Le glissement de terrain survenu à Mont-Carmel est important.

Une bonne frousse à Mont-Carmel

Notre-Dame-du-Mont-Carmel — La fin de soirée de lundi a été mouvementée pour cinq citoyens du chemin Saint-Louis à Notre-Dame-du-Mont-Carmel. Ces personnes ont été évacuées par les autorités après qu’un glissement de terrain ait entraîné une impressionnante masse de terre dans le fond de la rivière Cachée.

Les cinq personnes habitent trois maisons de ce chemin. Le glissement de 100 pieds de long, 30 pieds de large et 30 pieds de profondeur a emporté une portion de terrain de l’une des maisons, découvrant une partie de ses fondations et sa fosse septique. Une section de la propriété est dans le vide.

«Le glissement a dénudé le solage d’un chalet», confirme Sébastien Doire, directeur régional de la Sécurité civile, qui reconnaît que la situation avait le potentiel de donner une bonne frousse aux résidents touchés.

La pluie qui s’est abattue sur la région au cours des derniers jours a vraisemblablement contribué à cet affaissement. Personne n’a été blessé à la suite de l’affaissement qui n’a causé aucun dommage matériel.

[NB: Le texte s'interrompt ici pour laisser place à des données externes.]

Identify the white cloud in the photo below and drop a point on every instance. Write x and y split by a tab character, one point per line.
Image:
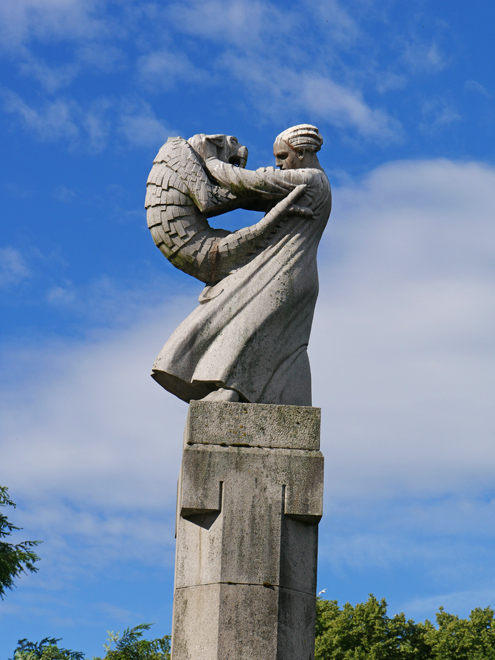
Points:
95	125
280	91
46	20
478	88
140	126
54	121
13	267
437	114
421	56
162	69
403	342
237	22
403	368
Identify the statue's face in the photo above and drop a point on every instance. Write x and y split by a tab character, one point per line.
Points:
286	158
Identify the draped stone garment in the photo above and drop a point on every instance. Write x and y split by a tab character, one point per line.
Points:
252	329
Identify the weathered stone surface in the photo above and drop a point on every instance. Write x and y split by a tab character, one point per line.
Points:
247	534
247	340
285	427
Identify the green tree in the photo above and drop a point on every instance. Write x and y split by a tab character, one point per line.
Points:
128	646
14	558
365	631
131	646
47	649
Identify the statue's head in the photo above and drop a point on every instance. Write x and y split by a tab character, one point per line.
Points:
223	147
297	147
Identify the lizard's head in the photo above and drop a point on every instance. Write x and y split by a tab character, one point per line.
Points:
223	147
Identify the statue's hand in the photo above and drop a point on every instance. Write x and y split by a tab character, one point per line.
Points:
301	211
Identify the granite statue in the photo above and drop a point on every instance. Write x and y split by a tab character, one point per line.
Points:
247	340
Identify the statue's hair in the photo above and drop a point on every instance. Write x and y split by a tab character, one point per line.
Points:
302	137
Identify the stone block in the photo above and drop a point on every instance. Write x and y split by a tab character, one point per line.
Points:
247	533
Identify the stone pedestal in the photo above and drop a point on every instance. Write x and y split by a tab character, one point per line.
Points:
249	502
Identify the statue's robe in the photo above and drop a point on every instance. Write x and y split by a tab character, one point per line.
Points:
250	332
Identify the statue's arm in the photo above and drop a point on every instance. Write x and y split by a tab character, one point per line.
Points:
263	184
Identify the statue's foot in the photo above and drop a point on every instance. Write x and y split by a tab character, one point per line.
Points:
222	394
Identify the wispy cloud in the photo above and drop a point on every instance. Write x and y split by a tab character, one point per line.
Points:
25	20
54	121
13	267
478	88
421	56
141	127
437	114
280	91
94	126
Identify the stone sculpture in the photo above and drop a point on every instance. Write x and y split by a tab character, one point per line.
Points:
247	340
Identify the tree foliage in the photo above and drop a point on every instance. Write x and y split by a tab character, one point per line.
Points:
15	559
128	646
364	631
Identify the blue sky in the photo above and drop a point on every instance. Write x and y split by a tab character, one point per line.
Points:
403	341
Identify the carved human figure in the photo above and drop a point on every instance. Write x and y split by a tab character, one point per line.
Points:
248	338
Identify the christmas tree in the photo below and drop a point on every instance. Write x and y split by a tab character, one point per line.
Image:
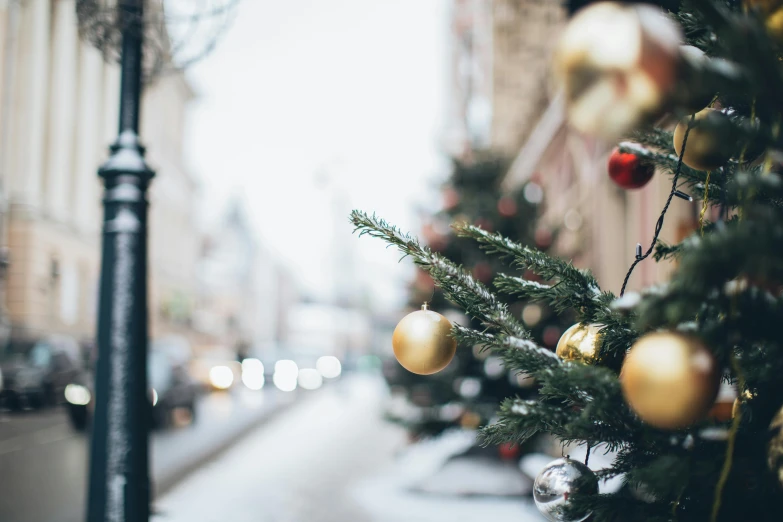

Le propriétaire des trois résidences et du terrain sur lequel elles sont construites, Gino Campanozzi, a été alerté par l’une de ses locataires en soirée lundi. Il s’est donc rapidement rendu sur place et a constaté l’ampleur des dégâts et la gravité de la situation.

«Elle m’a dit qu’elle avait entendu un bruit et des arbres tomber dans le bois. Comme je n’habite pas loin, je m’y suis rendu pour voir c’était quoi, en me disant que c’était peut-être une niaiserie. Mais ce n’était pas une niaiserie», raconte-t-il.

Personne ne se trouvait à l’intérieur de la construction qui a été la plus touchée lorsque le glissement s’est produit. M. Campanozzi, ainsi que ses locataires, devront cependant faire leur deuil de cette petite résidence, qui a, comme les deux autres, été construite en 1993.

«Nos assurances ne couvrent pas ça. Ça sera donc une perte pour moi si jamais je ne suis pas couvert par les programmes d’aide aux sinistrés», indique le propriétaire.

Pour ce qui est des cinq personnes évacuées, elles ont été prises en charge par la Croix-Rouge et ne savent pas quand elles pourront réintégrer leur logis, ou récupérer leurs biens en ce qui concerne ceux de la maison qui est en partie dans le vide.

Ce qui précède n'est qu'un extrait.